ジェンダー平等視点に無自覚な広告が、ブランドの危機を引き起こす
炎上からの不買とブランド価値毀損
以前、ある企業が女性用衣料のプロモーション活動で、SNSの公式アカウントに複数のイラストを投稿しました。ところがそれらは性的な関心を喚起する際に多用されるテイストであったことから、SNSで炎上し不買運動に繋がりました。これらのイラストは、その商品を〈着る側〉ではなく〈性的に視る側〉の視点に立ったものだと、少なからぬ人から受け止められたのです。その結果、そのプロモーション中止と謝罪に追い込まれ、企業のブランド価値を損なう結果となりました。
ジェンダー平等視点への無自覚さ
先進諸国では、このように性的表現を用いた画像や動画は、見たい意思を持つ成人だけがアクセスできるという、厳格なゾーニング(区分け)が行われています。
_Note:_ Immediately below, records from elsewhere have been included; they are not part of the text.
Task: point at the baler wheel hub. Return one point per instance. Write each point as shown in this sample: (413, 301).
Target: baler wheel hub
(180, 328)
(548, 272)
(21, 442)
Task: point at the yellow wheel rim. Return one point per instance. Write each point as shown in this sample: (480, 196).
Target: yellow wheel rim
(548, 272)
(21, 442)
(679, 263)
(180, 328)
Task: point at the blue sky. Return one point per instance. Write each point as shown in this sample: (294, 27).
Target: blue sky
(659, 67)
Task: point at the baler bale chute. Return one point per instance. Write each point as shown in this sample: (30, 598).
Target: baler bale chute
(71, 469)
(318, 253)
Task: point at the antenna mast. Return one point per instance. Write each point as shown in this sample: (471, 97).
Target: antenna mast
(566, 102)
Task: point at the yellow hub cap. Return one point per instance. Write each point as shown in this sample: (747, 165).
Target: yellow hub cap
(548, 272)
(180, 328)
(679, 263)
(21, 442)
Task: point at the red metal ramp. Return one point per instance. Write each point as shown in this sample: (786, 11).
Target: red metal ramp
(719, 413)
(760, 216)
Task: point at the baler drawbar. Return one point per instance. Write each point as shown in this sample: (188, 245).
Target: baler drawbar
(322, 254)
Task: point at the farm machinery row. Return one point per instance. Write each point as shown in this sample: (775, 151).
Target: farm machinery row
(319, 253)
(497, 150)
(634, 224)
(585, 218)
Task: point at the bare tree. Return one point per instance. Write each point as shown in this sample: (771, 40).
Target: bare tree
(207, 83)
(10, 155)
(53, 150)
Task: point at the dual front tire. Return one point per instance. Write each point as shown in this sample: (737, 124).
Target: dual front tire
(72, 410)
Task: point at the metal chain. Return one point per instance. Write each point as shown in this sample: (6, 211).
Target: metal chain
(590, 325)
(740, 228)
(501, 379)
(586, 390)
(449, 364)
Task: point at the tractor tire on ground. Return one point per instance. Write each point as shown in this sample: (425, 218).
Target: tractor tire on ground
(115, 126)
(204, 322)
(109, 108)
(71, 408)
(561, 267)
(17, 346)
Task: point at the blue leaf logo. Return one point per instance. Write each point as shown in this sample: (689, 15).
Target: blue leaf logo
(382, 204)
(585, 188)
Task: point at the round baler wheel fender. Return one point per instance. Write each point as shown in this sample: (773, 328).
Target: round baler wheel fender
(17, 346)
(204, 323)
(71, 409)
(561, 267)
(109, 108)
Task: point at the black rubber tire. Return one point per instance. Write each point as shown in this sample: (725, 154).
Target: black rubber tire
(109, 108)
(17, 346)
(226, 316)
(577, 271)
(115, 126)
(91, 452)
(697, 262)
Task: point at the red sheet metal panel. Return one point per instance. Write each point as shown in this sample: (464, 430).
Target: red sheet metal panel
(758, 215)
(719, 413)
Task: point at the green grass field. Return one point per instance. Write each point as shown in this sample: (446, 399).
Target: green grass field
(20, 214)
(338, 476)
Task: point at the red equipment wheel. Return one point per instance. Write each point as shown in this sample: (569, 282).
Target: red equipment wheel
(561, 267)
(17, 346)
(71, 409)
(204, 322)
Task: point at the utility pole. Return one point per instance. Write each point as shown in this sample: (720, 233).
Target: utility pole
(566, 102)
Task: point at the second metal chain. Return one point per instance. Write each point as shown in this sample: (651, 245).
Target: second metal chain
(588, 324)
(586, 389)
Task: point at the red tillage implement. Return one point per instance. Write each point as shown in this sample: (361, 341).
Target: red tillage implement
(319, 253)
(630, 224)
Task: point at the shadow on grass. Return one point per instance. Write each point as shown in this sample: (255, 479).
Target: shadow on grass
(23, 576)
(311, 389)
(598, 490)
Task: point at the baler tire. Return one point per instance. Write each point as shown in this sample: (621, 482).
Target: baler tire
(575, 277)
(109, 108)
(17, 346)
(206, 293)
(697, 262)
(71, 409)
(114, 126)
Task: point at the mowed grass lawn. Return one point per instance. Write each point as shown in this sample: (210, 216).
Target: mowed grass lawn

一方日本では、見たくない人や子どもの目にも入ってしまう環境が至るところにあります。その結果、マーケティングのプロモーション活動でも、ジェンダー平等視点に欠いた表現が無自覚に採用されやすく、炎上を引き起こしブランド価値を損なってしまうのです。
この背景には、意思決定層がマジョリティに偏りやすい日本の組織特性が挙げられます。日本でのマジョリティとは、男性、日本国籍、日本語が第一言語、健常者といった、いわば「自身の属性では損しづらい」人々です。もし意思決定層に多様性があれば、プロモーションが提案された時点で「まずいのでは」という声が内部で挙げやすくなります。マイノリティ性を持つメンバーが3割を超えないと反対意見を出しづらいと言われていますが、日本の組織はその割合には程遠い状況です。
マーケティングとジェンダー平等視点
企業活動が国際化する中では、ジェンダー平等視点を欠くことが経営上のリスクとなります。広告におけるジェンダー平等視点は、これまで社会学やジェンダー論の分野で議論されてきましたが、こうしたことからマーケティングの分野でも重要になるのです。